Attention, Komoot reste difficile à détrôner
Il serait pourtant excessif de dire que Strava peut remplacer Komoot du jour au lendemain. Komoot conserve une avance réelle dans la création d’itinéraires outdoor. Son moteur de planification, ses cartes hors ligne et ses recommandations communautaires restent des références pour de nombreux pratiquants. Strava part avec un autre ADN. L’application reste associée à la performance, aux segments, au fil d’actualité, aux classements et à la comparaison entre sportifs. Cette dimension sociale est une force immense, mais elle ne remplace pas automatiquement l’expertise cartographique d’une application conçue dès le départ pour la préparation d’itinéraires. La vraie menace pour Komoot n’est donc pas que Strava devienne immédiatement meilleur. Elle vient plutôt du fait que Strava peut devenir suffisamment pratique pour une grande partie des usages. Si l’application permet de trouver rapidement un parcours, de le sauvegarder facilement, de suivre une trace et d’être prévenu en cas d’erreur, beaucoup d’utilisateurs occasionnels ne chercheront pas plus loin.

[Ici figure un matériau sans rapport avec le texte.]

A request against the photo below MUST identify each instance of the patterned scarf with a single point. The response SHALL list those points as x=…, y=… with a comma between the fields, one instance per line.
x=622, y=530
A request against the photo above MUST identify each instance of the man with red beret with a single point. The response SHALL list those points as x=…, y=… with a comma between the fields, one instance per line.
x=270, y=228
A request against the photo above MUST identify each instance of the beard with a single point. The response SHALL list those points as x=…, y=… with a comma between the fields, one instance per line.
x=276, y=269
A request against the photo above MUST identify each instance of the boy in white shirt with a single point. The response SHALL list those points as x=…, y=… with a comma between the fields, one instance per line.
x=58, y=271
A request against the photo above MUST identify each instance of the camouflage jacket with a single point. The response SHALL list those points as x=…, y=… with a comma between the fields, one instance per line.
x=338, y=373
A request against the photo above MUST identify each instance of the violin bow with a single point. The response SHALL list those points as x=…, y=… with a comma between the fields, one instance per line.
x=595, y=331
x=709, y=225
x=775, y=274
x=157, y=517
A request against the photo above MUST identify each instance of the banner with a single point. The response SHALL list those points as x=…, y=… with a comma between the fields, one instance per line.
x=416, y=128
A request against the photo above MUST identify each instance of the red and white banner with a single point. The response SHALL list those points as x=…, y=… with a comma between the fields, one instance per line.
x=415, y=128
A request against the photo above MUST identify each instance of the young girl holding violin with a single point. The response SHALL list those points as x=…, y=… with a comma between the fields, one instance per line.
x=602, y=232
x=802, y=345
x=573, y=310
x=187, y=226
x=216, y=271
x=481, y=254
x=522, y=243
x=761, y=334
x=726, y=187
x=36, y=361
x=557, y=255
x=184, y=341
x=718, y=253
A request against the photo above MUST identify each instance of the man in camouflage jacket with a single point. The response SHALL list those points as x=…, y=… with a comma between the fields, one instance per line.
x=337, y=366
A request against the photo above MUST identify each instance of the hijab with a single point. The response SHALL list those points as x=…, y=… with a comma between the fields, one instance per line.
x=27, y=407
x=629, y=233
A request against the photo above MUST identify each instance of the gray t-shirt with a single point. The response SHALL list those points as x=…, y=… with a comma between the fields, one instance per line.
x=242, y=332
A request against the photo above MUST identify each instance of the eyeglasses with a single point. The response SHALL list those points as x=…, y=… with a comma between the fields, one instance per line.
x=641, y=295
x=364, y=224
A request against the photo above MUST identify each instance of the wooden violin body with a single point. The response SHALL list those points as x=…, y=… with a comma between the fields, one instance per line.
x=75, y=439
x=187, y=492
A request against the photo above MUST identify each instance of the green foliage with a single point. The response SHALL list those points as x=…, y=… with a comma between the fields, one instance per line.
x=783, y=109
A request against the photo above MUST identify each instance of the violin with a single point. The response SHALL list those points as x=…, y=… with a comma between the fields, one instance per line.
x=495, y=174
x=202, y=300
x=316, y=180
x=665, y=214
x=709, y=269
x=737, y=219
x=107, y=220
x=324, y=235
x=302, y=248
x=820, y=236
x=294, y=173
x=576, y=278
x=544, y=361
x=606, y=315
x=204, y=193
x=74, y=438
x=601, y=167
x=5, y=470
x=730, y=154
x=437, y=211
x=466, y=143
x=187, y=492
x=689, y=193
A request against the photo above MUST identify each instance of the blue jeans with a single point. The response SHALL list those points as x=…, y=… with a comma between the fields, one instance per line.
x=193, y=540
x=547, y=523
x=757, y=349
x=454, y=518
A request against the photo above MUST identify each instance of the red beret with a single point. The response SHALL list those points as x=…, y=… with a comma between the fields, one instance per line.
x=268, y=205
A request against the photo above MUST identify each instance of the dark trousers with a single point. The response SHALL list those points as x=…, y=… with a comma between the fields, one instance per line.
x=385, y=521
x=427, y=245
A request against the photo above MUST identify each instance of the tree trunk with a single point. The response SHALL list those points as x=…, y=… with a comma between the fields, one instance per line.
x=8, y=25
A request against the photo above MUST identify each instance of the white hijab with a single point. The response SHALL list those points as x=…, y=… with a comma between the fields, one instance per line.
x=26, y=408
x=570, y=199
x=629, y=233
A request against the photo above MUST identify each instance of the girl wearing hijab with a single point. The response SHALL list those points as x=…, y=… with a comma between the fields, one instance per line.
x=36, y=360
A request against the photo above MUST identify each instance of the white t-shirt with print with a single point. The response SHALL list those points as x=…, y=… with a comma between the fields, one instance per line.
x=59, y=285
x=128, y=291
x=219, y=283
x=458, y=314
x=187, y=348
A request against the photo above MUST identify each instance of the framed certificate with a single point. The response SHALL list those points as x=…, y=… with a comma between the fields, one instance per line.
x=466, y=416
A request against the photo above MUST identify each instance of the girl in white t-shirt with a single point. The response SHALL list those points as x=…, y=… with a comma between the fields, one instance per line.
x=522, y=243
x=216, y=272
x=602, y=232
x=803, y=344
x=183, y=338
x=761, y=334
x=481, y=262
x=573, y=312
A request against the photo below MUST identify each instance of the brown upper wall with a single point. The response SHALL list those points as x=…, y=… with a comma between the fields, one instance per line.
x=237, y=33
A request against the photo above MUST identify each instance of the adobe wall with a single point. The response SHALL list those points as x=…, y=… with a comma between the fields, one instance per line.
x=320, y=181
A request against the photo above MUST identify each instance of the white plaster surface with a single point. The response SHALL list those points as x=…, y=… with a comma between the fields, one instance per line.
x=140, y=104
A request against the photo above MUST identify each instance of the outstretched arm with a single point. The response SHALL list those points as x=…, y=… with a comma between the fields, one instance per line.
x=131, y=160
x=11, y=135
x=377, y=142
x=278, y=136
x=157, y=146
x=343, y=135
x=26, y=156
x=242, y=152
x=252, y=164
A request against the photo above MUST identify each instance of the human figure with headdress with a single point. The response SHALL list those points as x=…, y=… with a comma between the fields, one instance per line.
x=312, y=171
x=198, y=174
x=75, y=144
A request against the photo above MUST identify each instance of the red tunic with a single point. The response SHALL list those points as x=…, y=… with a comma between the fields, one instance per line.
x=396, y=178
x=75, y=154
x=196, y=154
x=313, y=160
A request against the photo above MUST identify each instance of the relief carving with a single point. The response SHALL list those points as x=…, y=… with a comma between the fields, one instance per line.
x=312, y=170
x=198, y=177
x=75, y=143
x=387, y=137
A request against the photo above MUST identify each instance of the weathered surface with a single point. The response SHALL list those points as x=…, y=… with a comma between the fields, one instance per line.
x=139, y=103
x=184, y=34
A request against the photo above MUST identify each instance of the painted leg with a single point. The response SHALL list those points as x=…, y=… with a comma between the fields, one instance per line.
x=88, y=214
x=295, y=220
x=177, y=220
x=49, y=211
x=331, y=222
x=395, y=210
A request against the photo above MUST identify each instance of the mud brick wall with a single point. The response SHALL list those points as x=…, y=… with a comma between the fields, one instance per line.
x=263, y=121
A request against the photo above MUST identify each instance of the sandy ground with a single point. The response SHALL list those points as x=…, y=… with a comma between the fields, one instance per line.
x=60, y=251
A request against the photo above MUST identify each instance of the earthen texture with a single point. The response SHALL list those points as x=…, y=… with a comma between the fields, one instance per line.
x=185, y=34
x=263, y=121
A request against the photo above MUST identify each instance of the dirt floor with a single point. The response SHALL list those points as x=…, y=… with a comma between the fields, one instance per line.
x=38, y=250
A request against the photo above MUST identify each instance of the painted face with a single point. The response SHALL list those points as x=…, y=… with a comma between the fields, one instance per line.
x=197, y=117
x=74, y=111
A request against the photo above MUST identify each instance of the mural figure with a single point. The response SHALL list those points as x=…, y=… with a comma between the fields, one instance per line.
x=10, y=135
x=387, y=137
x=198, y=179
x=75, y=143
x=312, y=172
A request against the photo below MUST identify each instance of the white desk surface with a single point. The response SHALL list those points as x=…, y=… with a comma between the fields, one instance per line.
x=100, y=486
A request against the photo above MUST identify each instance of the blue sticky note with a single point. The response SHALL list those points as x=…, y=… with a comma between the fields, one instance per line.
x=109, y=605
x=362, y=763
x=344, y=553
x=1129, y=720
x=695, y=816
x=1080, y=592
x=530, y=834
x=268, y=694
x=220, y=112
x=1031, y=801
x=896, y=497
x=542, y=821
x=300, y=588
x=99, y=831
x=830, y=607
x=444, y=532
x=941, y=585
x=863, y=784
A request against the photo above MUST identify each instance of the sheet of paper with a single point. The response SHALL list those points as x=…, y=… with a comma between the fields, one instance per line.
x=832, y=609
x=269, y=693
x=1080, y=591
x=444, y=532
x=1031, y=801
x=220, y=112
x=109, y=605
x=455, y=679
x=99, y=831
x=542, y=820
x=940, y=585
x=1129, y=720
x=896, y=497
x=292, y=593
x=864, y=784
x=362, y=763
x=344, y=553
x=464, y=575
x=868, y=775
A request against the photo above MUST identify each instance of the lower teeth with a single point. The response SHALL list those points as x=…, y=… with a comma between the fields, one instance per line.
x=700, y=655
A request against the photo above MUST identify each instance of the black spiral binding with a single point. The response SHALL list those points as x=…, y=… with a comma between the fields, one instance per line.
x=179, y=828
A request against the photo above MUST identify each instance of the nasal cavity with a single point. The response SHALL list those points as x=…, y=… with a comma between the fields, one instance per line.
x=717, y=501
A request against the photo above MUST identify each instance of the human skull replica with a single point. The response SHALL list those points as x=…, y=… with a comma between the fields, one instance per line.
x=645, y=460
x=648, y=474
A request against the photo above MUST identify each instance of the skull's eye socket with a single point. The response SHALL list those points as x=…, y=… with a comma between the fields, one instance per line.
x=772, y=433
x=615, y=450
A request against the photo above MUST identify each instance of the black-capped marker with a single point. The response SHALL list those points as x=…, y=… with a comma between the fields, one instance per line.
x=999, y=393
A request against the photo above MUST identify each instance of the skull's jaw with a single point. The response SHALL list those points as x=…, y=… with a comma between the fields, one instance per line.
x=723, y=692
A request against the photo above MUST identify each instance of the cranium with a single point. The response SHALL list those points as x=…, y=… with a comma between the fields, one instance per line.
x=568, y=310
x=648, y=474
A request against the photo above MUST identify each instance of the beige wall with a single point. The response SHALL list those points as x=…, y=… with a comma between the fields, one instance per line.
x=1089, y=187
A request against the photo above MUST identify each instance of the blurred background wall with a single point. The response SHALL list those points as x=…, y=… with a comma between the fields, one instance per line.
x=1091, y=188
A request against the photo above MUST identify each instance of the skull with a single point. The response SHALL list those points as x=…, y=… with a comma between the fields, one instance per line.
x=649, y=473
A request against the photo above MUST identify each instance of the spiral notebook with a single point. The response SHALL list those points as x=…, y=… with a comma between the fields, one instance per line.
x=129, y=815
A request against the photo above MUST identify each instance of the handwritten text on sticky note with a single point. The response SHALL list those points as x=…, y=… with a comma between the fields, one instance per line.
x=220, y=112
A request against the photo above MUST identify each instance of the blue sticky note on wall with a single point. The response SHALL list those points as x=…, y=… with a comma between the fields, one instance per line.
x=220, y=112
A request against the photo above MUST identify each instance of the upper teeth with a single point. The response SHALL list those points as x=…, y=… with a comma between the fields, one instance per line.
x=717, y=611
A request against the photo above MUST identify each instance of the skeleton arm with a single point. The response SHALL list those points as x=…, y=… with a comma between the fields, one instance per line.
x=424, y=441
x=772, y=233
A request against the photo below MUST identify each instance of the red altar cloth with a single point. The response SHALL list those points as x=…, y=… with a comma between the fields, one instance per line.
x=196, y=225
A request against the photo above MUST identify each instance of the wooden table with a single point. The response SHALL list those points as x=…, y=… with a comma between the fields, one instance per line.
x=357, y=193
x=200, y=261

Komoot reste plus identifié à l’exploration qu’à la performance. C’est un avantage important. Là où Strava parle d’abord aux sportifs qui veulent mesurer, comparer et partager, Komoot parle aux pratiquants qui veulent préparer une sortie, lire un terrain et construire une aventure. Cette différence d’image ne disparaîtra pas en quelques mises à jour.
En résumé, il y a des risques à avoir un écosystème unique
Un outil unique peut simplifier la vie des coureurs. Mais il peut aussi réduire leur liberté. Plus une plateforme centralise les usages, plus il devient difficile de la quitter. C’est vrai pour les données d’entraînement, pour les historiques de course, pour les itinéraires enregistrés et pour les habitudes sociales construites au fil des années. Strava n’est donc plus seulement l’endroit où l’on montre que l’on a couru. L’application devient progressivement l’endroit où l’on décide où courir, comment suivre son parcours, comment analyser sa sortie et comment la partager ensuite. C’est un changement profond, car il déplace Strava de l’après-course vers l’avant-course, puis vers la navigation en direct. Après avoir voulu reprendre la main face à Garmin et aux montres GPS, Strava avance désormais sur le terrain de Komoot et des applications de création d’itinéraires. Pour les traileurs, ce mouvement peut apporter des outils plus simples et plus intégrés. Mais il confirme surtout une tendance de fond : les grandes plateformes veulent désormais contrôler toute l’expérience outdoor, du choix du sentier jusqu’au partage final de la trace. Strava ne veut plus seulement savoir où vous avez couru. Strava veut maintenant vous aider à décider où vous allez courir.